Apollonie Sabatier
- Category : Art-Fine-art-artist
- Type : GP
- Profile : 2/4 - Hermit / Opportunist
- Definition : Split - Large
- Incarnation Cross : RAX Penetration 1
Biography
French courtesan, artists' muse and bohémienne in 1850s Paris. She hosted a salon in Paris on Rue Frochot, where she met nearly all of the French artists of her time.
She was sculpted by Auguste Clésinger as 'Woman bitten by a snake in 1847', today in Musée d'Orsay.
Gustave Flaubert, Théophile Gautier and some others have written articles about her and she was one of four women (Caroline, Jeanne Duval, herself and Marie Daubrun) who inspired Charles Baudelaire's famous work Les Fleurs du Mal. Edmond de Goncourt was the first to nickname her 'La Présidente'.

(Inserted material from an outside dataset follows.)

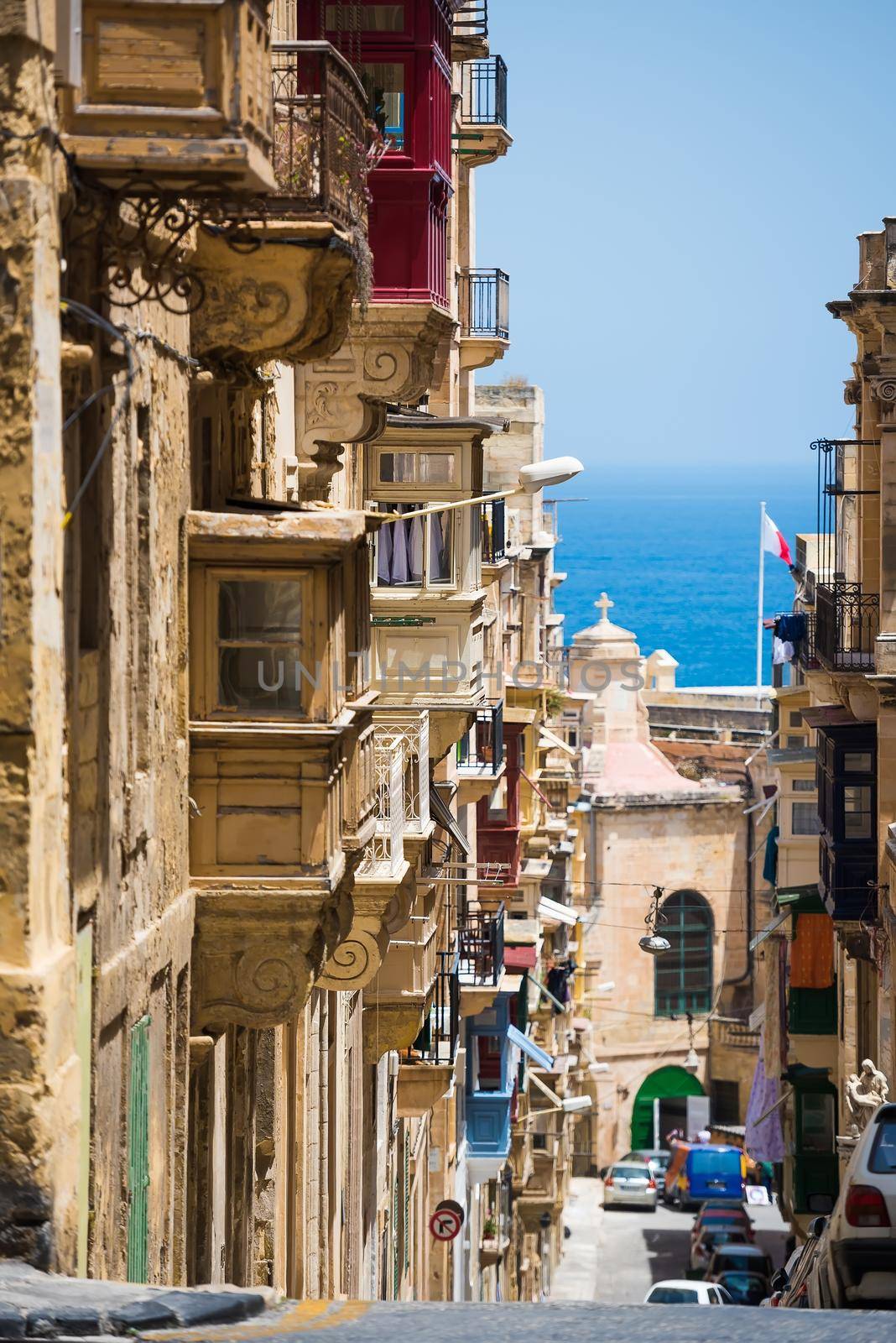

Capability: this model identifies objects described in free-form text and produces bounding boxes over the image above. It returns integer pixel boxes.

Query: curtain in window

In Gustave Courbet's painting L'Atelier du peintre she is said to be shown together with her longtime lover, the Belgian tycoon Alfred Mosselman (1810-1867). After his death she was the longtime mistress to art collector and donor to the Wallace fountains, Sir Richard Wallace, 1st Baronet.
She also entered works for the Paris Salon, and was among the artists rejected from the 1863 exhibition who chose to show their works in the Salon des Refusés.